Family of paralyzed hockey player 'grateful for the amazing support'
Reese Ketler, 19, was severely injured after a collision during a game last month
The family of a 19-year-old hockey player who was paralyzed from the chest down after an on-ice collision last month says they're thankful for the outpouring of support from the community.
On Dec. 19, St. Vital Victorias junior hockey team player Reese Ketler was severely injured during a game after he collided with a player from the opposing Raiders Junior Hockey Club and went head-first into the boards.
In a statement, Ketler's family said the collision resulted in severe injuries to his neck and upper back, which required surgery to stabilize four vertebral fractures in his spine. Ketler injured his spinal cord and is now paralyzed from the chest down, and also has paralysis in his hands, his family said.
"We are grateful for the amazing support and prayers," read the statement, which was signed by Ketler's father, Trevor Ketler; his mother, April Gobert; and his older brother, Mitch Ketler. "We are in uncharted territory, and focused on Reese's recovery."
Ketler is a second-year member of the team, and a second-year business student at the University of Winnipeg, the statement said.
Surviving spinal cord injury
Another Winnipegger with a special affection for hockey has been dealing with the repercussions of a spinal cord injury for more than two-and-a-half decades, and wants to offer support to the young athlete.
At 17, Scott Coates broke his neck and was initially paralyzed due to a diving accident.
"It definitely hit home," he said, about Ketler's injury. "It's very familiar."
Although he hasn't spoken with the Ketler family, Coates tweeted about Reese's injury to share his support.
"I'd definitely love to speak to him and the family if they ever have questions regarding anything," Coates said.
To Reese, his family and the Vic’s organization. Stay strong, you have the support of WINNIPEG and the hockey community. As a person with a SCI, the support you receive with help you get through this experience. <a href="https://t.co/LzMEjzQlYh">https://t.co/LzMEjzQlYh</a>—@Swdc555
When Coates experienced the life-altering injury, a lot of questions crept up about the severity of it, and what happens in the months and years ahead.
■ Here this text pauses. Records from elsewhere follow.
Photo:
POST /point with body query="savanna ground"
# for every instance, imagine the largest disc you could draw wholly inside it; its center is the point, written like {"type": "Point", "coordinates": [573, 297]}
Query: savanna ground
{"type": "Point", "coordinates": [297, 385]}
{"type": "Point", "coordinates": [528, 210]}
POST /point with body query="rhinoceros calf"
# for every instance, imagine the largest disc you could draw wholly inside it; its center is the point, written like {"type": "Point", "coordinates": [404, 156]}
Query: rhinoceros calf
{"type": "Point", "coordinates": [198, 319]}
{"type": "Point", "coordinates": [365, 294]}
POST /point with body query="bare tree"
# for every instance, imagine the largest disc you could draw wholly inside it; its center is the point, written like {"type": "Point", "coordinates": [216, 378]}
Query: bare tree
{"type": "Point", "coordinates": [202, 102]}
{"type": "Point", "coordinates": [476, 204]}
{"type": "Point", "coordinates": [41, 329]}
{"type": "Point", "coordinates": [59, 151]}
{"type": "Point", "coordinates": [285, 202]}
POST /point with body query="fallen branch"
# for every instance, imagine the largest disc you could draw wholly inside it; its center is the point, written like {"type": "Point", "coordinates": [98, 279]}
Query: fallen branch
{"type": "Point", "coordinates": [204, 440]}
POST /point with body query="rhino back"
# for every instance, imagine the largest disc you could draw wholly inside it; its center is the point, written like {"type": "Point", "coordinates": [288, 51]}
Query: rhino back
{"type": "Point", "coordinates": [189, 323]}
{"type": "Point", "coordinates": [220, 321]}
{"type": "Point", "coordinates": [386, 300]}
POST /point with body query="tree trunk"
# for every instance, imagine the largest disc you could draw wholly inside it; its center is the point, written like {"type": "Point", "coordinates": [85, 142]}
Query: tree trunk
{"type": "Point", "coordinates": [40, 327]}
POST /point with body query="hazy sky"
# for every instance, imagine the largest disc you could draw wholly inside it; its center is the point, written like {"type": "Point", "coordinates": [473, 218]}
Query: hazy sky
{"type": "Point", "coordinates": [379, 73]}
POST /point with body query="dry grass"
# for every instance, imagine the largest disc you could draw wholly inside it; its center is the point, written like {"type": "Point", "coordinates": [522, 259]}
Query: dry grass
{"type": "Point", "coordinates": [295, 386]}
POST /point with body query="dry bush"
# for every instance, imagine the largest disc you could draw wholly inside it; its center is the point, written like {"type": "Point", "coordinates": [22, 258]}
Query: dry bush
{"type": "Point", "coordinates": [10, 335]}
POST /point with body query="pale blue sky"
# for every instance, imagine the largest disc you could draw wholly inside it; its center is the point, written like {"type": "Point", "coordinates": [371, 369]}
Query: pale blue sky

Now, he wants to offer his perspective to help the young athlete overcome some of the toughest hurdles early in the recovery period.
"It's almost the fear of the unknown and the uncertainty of where things can go from this point," Coates said.
A former WHL player, Coates said others he has heard from have also commented on how difficult it can be to watch the sport you love to play from the sidelines. Although his injury was not hockey related, he said it was tough at the initial stages of his recovery to get involved with the game as an observer, coach or mentor.
"I had a hard time watching it. It was something that you loved and was so passionate about."
It took a few months after his injury until he was able to walk again. He still deals with motor deficits. The left side of his body is weaker than the right, and he uses a cane for assistance.
'There is support'
The best advice he has received was to get back in the game — in any capacity.
His return started with watching and recording statistics, which grew into being more engaged with the team.
As a scout for the WHL and MJHL, Coates has been involved with AAA hockey in the city for nearly a decade, and currently coaches the Winnipeg Monarchs.
"The biggest thing is just knowing that there is support, not only from family and the hockey community … for individuals that do suffer catastrophic injury," Coates said, whether it's a peer who has survived a serious injury or the Canadian Paraplegic Association, which can answer specific spinal cord-related questions.
The family is raising money to help with medical support, mobility equipment and home and vehicle modifications. As of Sunday evening, their GoFundMe campaign had raised more than $160,000.
"I'm overwhelmed with the support and words of encouragement from the hockey community and beyond," reads a statement from Reese Ketler posted Saturday to the fundraiser's web page.